Sin embargo, este plan B tiene varios puntos débiles. El más importante sería conocer cuanto dinero estaría dispuesto a pagar Huawei por hacerse con los procesadores de Samsung. Quizás si el precio de venta de estos componentes es demasiado alto, sus teléfonos ya no serían tan competitivos en calidad-precio, sobre todo los de gama media y baja. Y si a todo esto lo unimos el previsible cerrojazo definitivo tanto a Android como a la tienda oficial de aplicaciones de Google, sus móviles no serían nada atractivos en un mercado tan saturado y competitivo como es el de los smartphones.

Japón se une al veto

Samsung y otras empresas coreanas, como LG, serían los únicos aliados que le quedaría a Huawei tras conocerse que Toshiba ha decidido adherirse al veto norteamericano pese a que, a priori, no estaba obligada a ello. En su decisión, seguro que ha primado el arraigado sentimiento nipón de no defraudar a su histórico aliado norteamericano.

Toshiba, una de la tecnológicas más importantes de Japón, suministra a Huawei discos duros, semiconductores y sistemas de procesamiento de datos a alta velocidad.
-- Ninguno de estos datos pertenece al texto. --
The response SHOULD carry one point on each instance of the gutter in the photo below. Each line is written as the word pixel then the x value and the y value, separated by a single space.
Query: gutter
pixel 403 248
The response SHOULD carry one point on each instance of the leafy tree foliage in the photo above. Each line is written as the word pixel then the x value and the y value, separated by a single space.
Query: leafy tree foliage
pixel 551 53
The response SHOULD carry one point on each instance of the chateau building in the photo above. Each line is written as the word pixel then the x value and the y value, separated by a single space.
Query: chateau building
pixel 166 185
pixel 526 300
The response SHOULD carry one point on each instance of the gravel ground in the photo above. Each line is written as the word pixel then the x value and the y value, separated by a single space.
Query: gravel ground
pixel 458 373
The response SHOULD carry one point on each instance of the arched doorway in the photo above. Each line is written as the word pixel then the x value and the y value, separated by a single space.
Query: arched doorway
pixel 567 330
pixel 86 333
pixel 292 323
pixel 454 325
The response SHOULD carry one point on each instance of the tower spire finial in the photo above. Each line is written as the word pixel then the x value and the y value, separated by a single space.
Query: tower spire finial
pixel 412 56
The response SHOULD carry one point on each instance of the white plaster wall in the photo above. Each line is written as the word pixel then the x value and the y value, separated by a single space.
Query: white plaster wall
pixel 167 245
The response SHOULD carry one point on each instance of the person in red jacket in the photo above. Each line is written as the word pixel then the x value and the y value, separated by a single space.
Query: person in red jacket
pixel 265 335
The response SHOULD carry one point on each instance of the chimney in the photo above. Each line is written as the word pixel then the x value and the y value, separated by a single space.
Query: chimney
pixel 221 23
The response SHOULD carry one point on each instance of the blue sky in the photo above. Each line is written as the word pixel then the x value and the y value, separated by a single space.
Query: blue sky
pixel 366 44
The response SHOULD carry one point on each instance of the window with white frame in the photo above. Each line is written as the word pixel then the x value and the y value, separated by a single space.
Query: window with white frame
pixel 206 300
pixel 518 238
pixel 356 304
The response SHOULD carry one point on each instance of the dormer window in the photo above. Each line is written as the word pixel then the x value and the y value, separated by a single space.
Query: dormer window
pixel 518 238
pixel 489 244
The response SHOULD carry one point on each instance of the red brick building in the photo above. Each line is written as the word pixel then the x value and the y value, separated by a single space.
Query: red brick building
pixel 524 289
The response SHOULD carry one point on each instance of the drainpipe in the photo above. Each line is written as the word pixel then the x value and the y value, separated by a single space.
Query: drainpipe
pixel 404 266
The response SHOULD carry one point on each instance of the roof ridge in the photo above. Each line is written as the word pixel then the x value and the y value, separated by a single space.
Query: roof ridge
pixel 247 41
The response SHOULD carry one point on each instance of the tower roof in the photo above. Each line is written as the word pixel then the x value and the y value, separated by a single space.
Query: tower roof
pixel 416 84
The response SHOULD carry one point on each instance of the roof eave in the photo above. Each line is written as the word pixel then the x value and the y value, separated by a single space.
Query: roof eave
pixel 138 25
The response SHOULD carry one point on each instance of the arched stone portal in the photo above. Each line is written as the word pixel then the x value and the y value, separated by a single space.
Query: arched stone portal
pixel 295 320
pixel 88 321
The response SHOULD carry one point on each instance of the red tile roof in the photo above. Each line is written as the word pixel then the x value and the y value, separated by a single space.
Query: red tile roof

De momento, está investigando si algunos de estos productos tienen piezas fabricadas en EE UU. En el caso de que estuvieran libres de componentes, norteamericanos, la multinacional nipona se compromete a reanudar los envíos, según Nikkei.

Pero aún hay más. Los tres principales operadores de telefonía móvil de Japón, NTT Docomo, Softbank y KDDI, anunciaron el miércoles que estaban aplazando el lanzamiento de móviles como el Huawei P30 lite o suspendiendo las órdenes de compra del modelo P30 Pro. Poco antes, la 'teleco' británica Vodafone anunciaba su intención de no dar servicios 5G a los terminales de la marca china, que sigue sin poder despertarse de su peor pesadilla.